Open source text-to-audio generation for short audio samples.

Free

Description

Stable Audio Open is an open-source text-to-audio model developed by Stability AI. It specializes in generating stereo audio samples up to 47 seconds in length at a 44.1kHz sample rate directly from user-provided text prompts. The model is particularly adept at creating specific types of audio elements like drum beats, instrument riffs, ambient sounds, and foley recordings, making it a valuable tool for music production and sound design workflows.

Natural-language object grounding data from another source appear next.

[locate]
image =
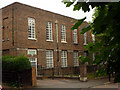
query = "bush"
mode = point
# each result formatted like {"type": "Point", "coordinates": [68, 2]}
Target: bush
{"type": "Point", "coordinates": [12, 63]}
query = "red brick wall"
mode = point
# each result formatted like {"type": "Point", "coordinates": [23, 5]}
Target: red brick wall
{"type": "Point", "coordinates": [21, 14]}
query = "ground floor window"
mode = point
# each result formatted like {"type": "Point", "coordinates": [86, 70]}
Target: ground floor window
{"type": "Point", "coordinates": [63, 58]}
{"type": "Point", "coordinates": [75, 56]}
{"type": "Point", "coordinates": [33, 61]}
{"type": "Point", "coordinates": [49, 59]}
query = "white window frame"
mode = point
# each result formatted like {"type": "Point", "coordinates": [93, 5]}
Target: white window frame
{"type": "Point", "coordinates": [49, 59]}
{"type": "Point", "coordinates": [75, 56]}
{"type": "Point", "coordinates": [49, 36]}
{"type": "Point", "coordinates": [63, 33]}
{"type": "Point", "coordinates": [75, 36]}
{"type": "Point", "coordinates": [93, 38]}
{"type": "Point", "coordinates": [32, 50]}
{"type": "Point", "coordinates": [33, 61]}
{"type": "Point", "coordinates": [31, 28]}
{"type": "Point", "coordinates": [63, 58]}
{"type": "Point", "coordinates": [85, 38]}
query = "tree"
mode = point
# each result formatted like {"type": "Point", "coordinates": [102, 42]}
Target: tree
{"type": "Point", "coordinates": [105, 25]}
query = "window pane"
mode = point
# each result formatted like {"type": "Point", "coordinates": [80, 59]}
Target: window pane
{"type": "Point", "coordinates": [75, 55]}
{"type": "Point", "coordinates": [49, 31]}
{"type": "Point", "coordinates": [63, 33]}
{"type": "Point", "coordinates": [31, 28]}
{"type": "Point", "coordinates": [64, 58]}
{"type": "Point", "coordinates": [49, 59]}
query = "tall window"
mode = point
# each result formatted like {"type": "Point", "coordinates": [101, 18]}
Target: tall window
{"type": "Point", "coordinates": [93, 38]}
{"type": "Point", "coordinates": [75, 41]}
{"type": "Point", "coordinates": [63, 33]}
{"type": "Point", "coordinates": [32, 52]}
{"type": "Point", "coordinates": [31, 28]}
{"type": "Point", "coordinates": [85, 38]}
{"type": "Point", "coordinates": [63, 58]}
{"type": "Point", "coordinates": [49, 31]}
{"type": "Point", "coordinates": [49, 59]}
{"type": "Point", "coordinates": [75, 55]}
{"type": "Point", "coordinates": [33, 60]}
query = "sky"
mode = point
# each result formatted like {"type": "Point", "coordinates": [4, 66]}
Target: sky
{"type": "Point", "coordinates": [55, 6]}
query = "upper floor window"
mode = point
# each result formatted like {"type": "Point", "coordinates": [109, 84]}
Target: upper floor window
{"type": "Point", "coordinates": [93, 38]}
{"type": "Point", "coordinates": [75, 41]}
{"type": "Point", "coordinates": [32, 52]}
{"type": "Point", "coordinates": [85, 38]}
{"type": "Point", "coordinates": [75, 55]}
{"type": "Point", "coordinates": [64, 58]}
{"type": "Point", "coordinates": [31, 28]}
{"type": "Point", "coordinates": [49, 31]}
{"type": "Point", "coordinates": [49, 59]}
{"type": "Point", "coordinates": [63, 33]}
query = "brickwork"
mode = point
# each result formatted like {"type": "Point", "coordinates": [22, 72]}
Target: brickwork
{"type": "Point", "coordinates": [15, 34]}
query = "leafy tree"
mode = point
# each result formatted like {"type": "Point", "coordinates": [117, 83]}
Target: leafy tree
{"type": "Point", "coordinates": [105, 25]}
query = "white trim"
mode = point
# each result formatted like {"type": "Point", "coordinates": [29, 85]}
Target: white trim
{"type": "Point", "coordinates": [49, 32]}
{"type": "Point", "coordinates": [35, 64]}
{"type": "Point", "coordinates": [63, 33]}
{"type": "Point", "coordinates": [63, 58]}
{"type": "Point", "coordinates": [75, 36]}
{"type": "Point", "coordinates": [31, 30]}
{"type": "Point", "coordinates": [49, 59]}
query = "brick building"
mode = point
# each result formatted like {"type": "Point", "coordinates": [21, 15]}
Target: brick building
{"type": "Point", "coordinates": [45, 37]}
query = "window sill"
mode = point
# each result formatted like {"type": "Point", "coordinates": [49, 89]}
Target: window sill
{"type": "Point", "coordinates": [63, 42]}
{"type": "Point", "coordinates": [49, 40]}
{"type": "Point", "coordinates": [75, 43]}
{"type": "Point", "coordinates": [32, 39]}
{"type": "Point", "coordinates": [85, 44]}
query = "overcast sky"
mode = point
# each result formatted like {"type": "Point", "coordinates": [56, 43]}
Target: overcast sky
{"type": "Point", "coordinates": [54, 6]}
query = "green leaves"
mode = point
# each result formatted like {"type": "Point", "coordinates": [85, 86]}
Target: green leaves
{"type": "Point", "coordinates": [85, 29]}
{"type": "Point", "coordinates": [78, 23]}
{"type": "Point", "coordinates": [84, 59]}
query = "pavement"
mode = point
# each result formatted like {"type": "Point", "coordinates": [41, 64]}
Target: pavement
{"type": "Point", "coordinates": [71, 83]}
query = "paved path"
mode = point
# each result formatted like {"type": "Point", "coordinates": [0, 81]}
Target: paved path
{"type": "Point", "coordinates": [68, 83]}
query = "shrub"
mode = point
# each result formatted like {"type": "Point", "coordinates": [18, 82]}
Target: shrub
{"type": "Point", "coordinates": [12, 63]}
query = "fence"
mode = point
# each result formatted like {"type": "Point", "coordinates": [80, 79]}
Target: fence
{"type": "Point", "coordinates": [64, 71]}
{"type": "Point", "coordinates": [59, 71]}
{"type": "Point", "coordinates": [23, 78]}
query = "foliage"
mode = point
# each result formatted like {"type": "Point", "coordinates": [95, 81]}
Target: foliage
{"type": "Point", "coordinates": [105, 26]}
{"type": "Point", "coordinates": [13, 84]}
{"type": "Point", "coordinates": [12, 63]}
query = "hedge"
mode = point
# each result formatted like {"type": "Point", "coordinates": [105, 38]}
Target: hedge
{"type": "Point", "coordinates": [12, 63]}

This model utilizes a transformer-based diffusion architecture, operating within the latent space of an autoencoder and conditioned using T5-based text embeddings. It was trained exclusively on a large dataset of audio recordings licensed under CC0, CC BY, or CC Sampling+ from FreeSound and the Free Music Archive, ensuring the training data is free from copyrighted music. While powerful for generating audio samples, Stable Audio Open is not optimized for creating complete songs, complex melodies, or human vocals. The model weights are accessible via Hugging Face under a non-commercial research license, and it's designed for use with the accompanying `stable-audio-tools` library for inference and fine-tuning.

Key Features

Text-to-Audio Generation: Creates audio directly from text descriptions.
Variable Length Output: Generates audio samples up to 47 seconds long.
High-Quality Audio: Outputs stereo audio at a 44.1kHz sample rate.
Specialized Audio Generation: Optimized for drum beats, instrument riffs, ambient sounds, and foley.
Open Source Model: Model weights are publicly available on Hugging Face.
Fine-tuning Capability: Allows users to fine-tune the model on custom audio datasets.
Transformer-Based Architecture: Built using an autoencoder, T5 text embedding, and a diffusion model.
Ethically Sourced Training Data: Trained on audio from FreeSound and Free Music Archive under open licenses (CC0, CC BY, CC Sampling+).

Use Cases

Creating custom drum beats for music production.
Generating unique instrument riffs and loops.
Producing ambient soundscapes for videos or games.
Creating realistic foley sound effects for film and media.
Generating audio samples for sound design projects.
Fine-tuning the model for specialized audio generation tasks (e.g., specific drum kits).